High availability and disaster recovery
AWS provides multiple options for performing disaster recovery and making your SAP HANA systems highly available. This section provides information about these solutions. It also covers the support on AWS platform for native SAP HANA recovery features provided by SAP.
Topics
- Amazon EC2 recovery options
- SAP HANA service auto-restart
- SAP HANA backup/restore
- AWS Backint Agent for SAP HANA
- Amazon EBS snapshots
- Cluster solutions
- Pacemaker cluster
- AWS Launch Wizard for SAP
- AWS Application Migration Service and AWS Elastic Disaster Recovery
- SAP HANA system replication
- Testing SAP HANA high availability deployments
- Troubleshoot high availability SAP HANA deployments
Amazon EC2 recovery options
You can recover your SAP HANA databases running on Amazon EC2 instances with the following recovery options.
We recommend configuring your Amazon EC2 instances, except instances in a third-party cluster solution, and dedicated hosts with automatic recovery to protect against hardware failure. The following diagram illustrates Amazon EC2 recovery options.
SAP HANA service auto-restart
SAP HANA service auto-restart is a fault recovery solution provided by SAP. SAP HANA has many configured services running all the time for various activities. When any of these services is disabled due to software failure or human error, the service is automatically restarted with the SAP HANA service auto-restart watchdog function. When the service is restarted, it loads all the necessary data back into memory and resumes its operation. SAP HANA service auto-restart solution works the same way on AWS as it does on any other platform. Using SAP HANA service auto-restart along with Amazon EC2 recovery options is a robust disaster recovery solution.
SAP HANA backup/restore
Although SAP HANA is an in-memory database, it persists all changes in persistent
storage to recover and resume from any failures, such as power outages. If the
persistent storage is damaged or any logical errors occur, SAP HANA backups are required
to restore the database. The SAP HANA database backup files can be regularly backed up
to a remote location for disaster recovery purposes. SAP HANA backup/restore works the
same way on AWS as it does on any other platform. For more information, see SAP HANA Administration Guide
AWS Backint Agent for SAP HANA
AWS Backint Agent for SAP HANA (AWS Backint agent) is an SAP-certified backup and restore application for SAP HANA workloads running on Amazon EC2 instances in the cloud. AWS Backint agent runs as a standalone application that integrates with your existing workflows to back up your SAP HANA database to Amazon S3 and to restore it using SAP HANA Cockpit, SAP HANA Studio, and SQL commands. AWS Backint agent supports full, incremental, and differential backup of SAP HANA databases. Additionally, you can back up log files and catalogs to Amazon S3. For more information, see AWS Backint Agent for SAP HANA.
Example scenario
AWS Backint Agent for SAP HANA enables you to make your SAP HANA systems on AWS highly available and ready for disaster recovery. See the following example scenario to learn more.
-
Run your SAP HANA system on Amazon EC2 in Availability Zone 1.
-
Set up the
StatusCheckFailed_System
CloudWatch alarm to automatically recover your Amazon EC2 instance if the system check fails.-
Your instance is recovered within the same Availability Zone.
-
You may not be able to access the instance when the Availability Zone becomes unavailable.
-
-
Launch a new Amazon EC2 instance using a AWS CloudFormation template in Availability Zone 2. For more information, see Launch an instance from a launch template.
-
Restore your SAP HANA database from Amazon S3 with AWS Backint agent. For more information, see Back up and restore your SAP HANA system with AWS Backint Agent for SAP HANA.
-
Redirect your client traffic to the new SAP HANA system on Amazon EC2 when it is operational.

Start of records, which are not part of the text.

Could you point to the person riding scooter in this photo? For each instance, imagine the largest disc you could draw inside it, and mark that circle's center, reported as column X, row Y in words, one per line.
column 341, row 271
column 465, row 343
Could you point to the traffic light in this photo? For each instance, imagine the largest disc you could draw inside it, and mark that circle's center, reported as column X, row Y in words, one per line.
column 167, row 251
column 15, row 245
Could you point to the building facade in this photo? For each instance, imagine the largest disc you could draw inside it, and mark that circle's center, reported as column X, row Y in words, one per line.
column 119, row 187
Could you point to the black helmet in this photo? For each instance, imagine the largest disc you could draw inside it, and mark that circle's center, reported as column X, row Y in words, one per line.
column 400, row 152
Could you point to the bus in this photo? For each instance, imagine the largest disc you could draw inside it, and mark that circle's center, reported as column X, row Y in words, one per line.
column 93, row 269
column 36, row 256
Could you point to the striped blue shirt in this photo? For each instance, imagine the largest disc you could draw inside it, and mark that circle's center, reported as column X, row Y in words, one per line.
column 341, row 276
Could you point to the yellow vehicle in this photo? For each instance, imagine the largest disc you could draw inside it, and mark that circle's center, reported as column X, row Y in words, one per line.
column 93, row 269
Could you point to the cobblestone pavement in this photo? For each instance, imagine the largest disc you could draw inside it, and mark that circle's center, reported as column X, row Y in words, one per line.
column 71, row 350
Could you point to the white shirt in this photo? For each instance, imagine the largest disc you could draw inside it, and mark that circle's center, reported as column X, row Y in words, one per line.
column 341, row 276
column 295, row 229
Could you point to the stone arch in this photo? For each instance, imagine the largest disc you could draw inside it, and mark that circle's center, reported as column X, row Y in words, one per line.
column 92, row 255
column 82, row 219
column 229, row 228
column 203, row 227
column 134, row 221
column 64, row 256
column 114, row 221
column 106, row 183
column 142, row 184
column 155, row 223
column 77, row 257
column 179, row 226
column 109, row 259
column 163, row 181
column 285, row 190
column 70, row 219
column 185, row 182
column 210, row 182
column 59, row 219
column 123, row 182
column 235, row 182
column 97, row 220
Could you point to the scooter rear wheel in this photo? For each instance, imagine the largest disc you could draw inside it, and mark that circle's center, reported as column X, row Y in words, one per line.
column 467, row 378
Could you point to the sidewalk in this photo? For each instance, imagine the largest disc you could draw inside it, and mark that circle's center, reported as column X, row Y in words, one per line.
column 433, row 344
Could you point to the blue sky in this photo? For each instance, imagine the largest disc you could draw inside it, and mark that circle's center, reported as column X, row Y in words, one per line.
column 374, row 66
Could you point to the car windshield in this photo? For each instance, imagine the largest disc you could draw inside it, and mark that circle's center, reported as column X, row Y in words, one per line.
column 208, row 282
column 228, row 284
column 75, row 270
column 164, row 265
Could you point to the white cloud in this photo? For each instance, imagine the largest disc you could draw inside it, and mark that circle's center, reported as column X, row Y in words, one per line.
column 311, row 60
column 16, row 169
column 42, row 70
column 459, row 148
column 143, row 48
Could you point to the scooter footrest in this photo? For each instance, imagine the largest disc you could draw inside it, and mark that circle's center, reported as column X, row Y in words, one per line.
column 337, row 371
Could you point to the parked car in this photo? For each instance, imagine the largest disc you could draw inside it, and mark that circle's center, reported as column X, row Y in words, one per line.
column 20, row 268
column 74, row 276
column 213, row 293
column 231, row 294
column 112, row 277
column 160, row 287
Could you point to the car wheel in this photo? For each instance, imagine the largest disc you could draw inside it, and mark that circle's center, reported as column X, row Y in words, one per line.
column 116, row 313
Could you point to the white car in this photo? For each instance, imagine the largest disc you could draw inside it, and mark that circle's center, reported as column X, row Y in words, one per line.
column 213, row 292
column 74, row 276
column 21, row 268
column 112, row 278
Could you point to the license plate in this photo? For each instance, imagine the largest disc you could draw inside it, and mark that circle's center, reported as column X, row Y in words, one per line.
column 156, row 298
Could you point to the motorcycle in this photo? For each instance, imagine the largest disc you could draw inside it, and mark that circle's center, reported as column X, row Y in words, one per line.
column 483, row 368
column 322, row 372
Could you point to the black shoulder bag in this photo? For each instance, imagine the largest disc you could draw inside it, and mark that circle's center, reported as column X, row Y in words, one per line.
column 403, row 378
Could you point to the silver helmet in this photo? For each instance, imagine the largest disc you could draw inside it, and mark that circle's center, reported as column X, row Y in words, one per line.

In this scenario, you avoid the cost of a standby node. Using AWS multi-Availability Zone infrastructure and backup/restore with AWS Backint Agent for SAP HANA, you can quickly resume operations and significantly reduce downtime costs.
The elaborate recovery procedure makes this model suitable for a longer recovery time objective and a recovery point objective that is greater than zero. Your recovery point objective depends on how frequently you store your SAP HANA backup files in Amazon S3.
You can lower your recovery point objective with AWS Backint agent storing your SAP HANA system backups to Amazon S3. Additionally, you can quickly restore from the backup files in Amazon S3 without creating custom scripts to manually copy your SAP HANA backup files to and from Amazon S3.
Time to back up
The time taken to back up and restore your SAP HANA database on Amazon EC2 with AWS Backint agent depends on the configuration of your system. These include Amazon EC2 instance type, Amazon EBS volume type, and database size. The following are the key variables that impact the time taken to back up and restore your SAP HANA system.
-
Storage throughput of the underlying Amazon EBS volume supporting the SAP HANA database
-
Network throughput supporting the communication channel with Amazon S3
-
Available CPU resources on the instance type
Recovery time and point objectives
We recommend you to perform various tests to identify the right system configuration that suit your business recovery time and point objectives. AWS Backint Agent for SAP HANA maximizes the available throughput by parallel processing the back up and restore processes. The recovery time objective is optimized for any given system configuration. For example, with SAP HANA scale-up node on r5.2xlarge, AWS Backint agent was able to upload 551GB of data in 4 minutes and 15 seconds, achieving an overall throughput of 2.16GB/s. Similarly, for a 4 node SAP HANA scale-out running on u6-tb1.metal instances, AWS Backint agent was able to upload 22.86TB of data in 23 minutes, achieving an overall throughput of 16.8GB/s.
Based on our testing, the time taken for restore operations using AWS Backint agent is normally 1.5 to 2 times the back up time. For more information, see Performance tuning.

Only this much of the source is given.